昔はそんな風に感じたりしなかったが、最近はすごくそう感じる。円安の影響も大きいのだろう。日本人に対して偉そうな外国人観光客がとても増えた。まあ、ひと昔前は東南アジアなどでの日本人の態度もそんな感じだったのだろうから、因果応報としか言えないきらいもあるが、よその国に来てずいぶん態度がでかいじゃないの、と呆れてしまう。どうせ困ってるのはそっちなんだし、そんな態度で来るならそこでそのまま困っとけ!といつも思う。
(もちろん、感じのいい人の方が多いが。)
そういう外国人に対しては、私は意地悪な日本人だ。職場でそれを貫いていたら、パート仲間の人たちもだんだんそれに倣うようになってきた。
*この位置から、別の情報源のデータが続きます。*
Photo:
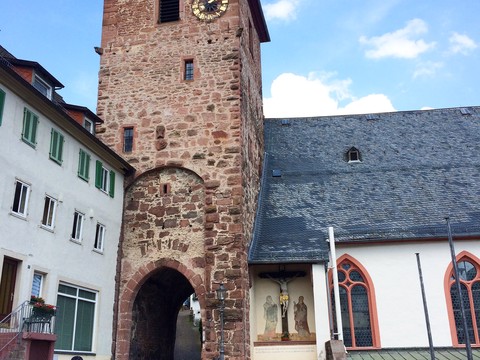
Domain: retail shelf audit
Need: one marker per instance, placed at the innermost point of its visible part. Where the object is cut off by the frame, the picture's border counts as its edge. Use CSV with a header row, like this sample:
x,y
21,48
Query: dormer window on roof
x,y
42,86
353,155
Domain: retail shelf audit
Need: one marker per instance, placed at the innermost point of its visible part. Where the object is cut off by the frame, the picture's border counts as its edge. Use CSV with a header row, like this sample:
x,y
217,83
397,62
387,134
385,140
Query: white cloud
x,y
401,43
461,44
281,9
317,95
427,69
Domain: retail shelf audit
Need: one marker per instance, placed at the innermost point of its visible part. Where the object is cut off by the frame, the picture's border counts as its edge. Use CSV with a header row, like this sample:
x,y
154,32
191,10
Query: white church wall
x,y
322,321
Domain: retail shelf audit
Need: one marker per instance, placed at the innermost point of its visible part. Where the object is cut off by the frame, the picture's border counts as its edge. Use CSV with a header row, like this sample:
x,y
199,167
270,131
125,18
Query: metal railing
x,y
25,318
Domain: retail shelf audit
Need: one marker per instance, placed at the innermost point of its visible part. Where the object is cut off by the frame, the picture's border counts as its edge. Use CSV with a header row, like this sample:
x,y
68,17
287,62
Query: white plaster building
x,y
61,200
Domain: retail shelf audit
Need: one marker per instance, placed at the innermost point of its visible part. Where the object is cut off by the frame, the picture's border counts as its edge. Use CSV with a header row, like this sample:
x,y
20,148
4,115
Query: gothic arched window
x,y
357,303
469,277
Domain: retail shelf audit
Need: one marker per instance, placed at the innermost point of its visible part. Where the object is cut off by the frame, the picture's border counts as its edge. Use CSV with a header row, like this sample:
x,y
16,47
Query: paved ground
x,y
187,343
412,354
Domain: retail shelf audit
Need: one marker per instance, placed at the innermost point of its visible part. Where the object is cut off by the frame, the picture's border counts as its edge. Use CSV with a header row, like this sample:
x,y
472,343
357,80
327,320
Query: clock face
x,y
209,10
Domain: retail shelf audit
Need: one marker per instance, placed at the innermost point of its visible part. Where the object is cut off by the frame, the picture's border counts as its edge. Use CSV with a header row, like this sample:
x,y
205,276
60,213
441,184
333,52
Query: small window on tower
x,y
169,11
128,139
353,155
188,73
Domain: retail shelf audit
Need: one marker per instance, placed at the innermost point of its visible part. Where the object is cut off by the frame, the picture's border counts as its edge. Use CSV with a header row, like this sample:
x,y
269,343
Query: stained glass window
x,y
355,305
468,273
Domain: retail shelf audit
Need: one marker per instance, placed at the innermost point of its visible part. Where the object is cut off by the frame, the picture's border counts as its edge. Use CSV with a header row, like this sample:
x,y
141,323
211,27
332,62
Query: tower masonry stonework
x,y
181,99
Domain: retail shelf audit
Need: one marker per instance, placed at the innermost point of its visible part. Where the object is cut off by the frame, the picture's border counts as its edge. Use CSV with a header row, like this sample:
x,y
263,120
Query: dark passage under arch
x,y
154,315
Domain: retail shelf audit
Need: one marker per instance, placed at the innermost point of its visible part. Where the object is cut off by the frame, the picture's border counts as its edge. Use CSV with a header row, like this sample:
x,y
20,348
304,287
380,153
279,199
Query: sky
x,y
325,57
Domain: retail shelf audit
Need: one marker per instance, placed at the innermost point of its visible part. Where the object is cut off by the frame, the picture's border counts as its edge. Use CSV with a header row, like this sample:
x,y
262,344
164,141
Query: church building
x,y
315,227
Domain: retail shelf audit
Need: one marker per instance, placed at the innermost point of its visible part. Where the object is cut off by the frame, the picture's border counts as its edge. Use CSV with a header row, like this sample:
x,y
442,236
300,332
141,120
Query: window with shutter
x,y
104,179
56,146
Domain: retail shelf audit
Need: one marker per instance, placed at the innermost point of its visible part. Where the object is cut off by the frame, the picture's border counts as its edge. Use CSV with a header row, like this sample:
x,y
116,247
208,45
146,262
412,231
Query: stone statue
x,y
300,316
270,314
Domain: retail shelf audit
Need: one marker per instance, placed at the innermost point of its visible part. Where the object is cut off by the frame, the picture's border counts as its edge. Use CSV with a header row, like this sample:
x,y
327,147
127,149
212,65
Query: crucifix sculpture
x,y
283,277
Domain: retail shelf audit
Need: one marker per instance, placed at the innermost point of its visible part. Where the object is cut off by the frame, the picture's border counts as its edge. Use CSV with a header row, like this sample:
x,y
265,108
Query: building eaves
x,y
416,168
39,69
85,110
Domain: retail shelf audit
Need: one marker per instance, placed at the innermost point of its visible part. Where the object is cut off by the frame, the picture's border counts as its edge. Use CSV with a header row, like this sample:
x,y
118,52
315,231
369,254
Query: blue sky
x,y
325,57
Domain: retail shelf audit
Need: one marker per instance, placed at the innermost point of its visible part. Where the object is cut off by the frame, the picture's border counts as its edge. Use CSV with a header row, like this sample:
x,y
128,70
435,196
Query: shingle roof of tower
x,y
416,168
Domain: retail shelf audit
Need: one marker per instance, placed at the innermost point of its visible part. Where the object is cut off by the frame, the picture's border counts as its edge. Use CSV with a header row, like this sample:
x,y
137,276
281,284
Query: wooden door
x,y
7,286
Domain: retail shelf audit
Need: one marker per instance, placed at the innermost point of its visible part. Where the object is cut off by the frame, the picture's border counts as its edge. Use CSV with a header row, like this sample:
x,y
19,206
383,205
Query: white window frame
x,y
99,237
89,125
41,276
45,89
24,195
78,298
49,212
77,226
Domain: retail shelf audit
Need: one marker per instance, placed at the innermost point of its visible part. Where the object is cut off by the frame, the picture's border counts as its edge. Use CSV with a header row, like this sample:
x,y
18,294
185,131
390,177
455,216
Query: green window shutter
x,y
87,166
64,323
26,124
84,165
84,326
81,163
60,147
33,137
56,146
53,143
98,174
2,104
112,184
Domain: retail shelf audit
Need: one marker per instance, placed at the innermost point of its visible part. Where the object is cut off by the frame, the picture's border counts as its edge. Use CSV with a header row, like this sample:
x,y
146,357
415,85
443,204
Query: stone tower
x,y
180,93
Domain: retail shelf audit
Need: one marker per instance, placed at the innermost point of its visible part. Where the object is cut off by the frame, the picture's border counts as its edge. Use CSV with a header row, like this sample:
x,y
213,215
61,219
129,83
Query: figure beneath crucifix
x,y
283,293
270,314
300,316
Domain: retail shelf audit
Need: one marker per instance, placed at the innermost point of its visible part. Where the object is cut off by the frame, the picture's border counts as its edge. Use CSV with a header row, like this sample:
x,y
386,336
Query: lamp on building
x,y
221,294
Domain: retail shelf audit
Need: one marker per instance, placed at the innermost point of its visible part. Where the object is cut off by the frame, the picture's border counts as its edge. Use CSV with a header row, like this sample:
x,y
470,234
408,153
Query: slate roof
x,y
417,167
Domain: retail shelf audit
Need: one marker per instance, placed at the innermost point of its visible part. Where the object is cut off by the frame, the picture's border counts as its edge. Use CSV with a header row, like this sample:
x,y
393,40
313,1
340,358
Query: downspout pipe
x,y
336,290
ただでさえ業務の多い昼時の飲食店、言葉の通じないお客なんて相手にしてられない。とくに英語が苦手な従業員は、今まではややこしいことを訊かれるたびに英語のわかる人を呼んでいたが、最近は「ノーイングリッシュ!」と言ってその場を去るようにしているらしい。笑
それでキレている様子の外国人もいるが、自分の国じゃないのでクレームを言える相手もおらず、どうしようもない。言いたいことも言えないこんな世の中じゃ…と脳内でポイズンしとけばいいのだ。
その点だけで言うと、中国人や韓国人観光客は楽だ。中国人はキレているのがデフォなので、たとえ意図が伝わらないせいでキレていたとしても、こちらは関係ない。韓国人は若い人ほど礼儀正しいし、カタコトの日本語を話そうともしてくれる。日本もそうだが、どこの国の人でも若者はたいてい礼儀正しい。
話を戻すと、うちの店のメニューにはちゃんと写真も載ってるし各国語で表記もある。ご丁寧にアレルギーやイスラム教の人のための原材料表もついている。得体の知れない料理じゃないんだから、そんなわからないこともないだろう。トイレの場所?ちょっと見まわしたら看板が見える、自分で探せ。どこどこへの行き方?その手に持っている端末でいくらでも調べられる、自分でなんとかしろ。
でも頑張って日本語を使おうとしてくれるなら話はべつだ。忙しくても親切に対応する。だって私は優しくて親切な日本人だから。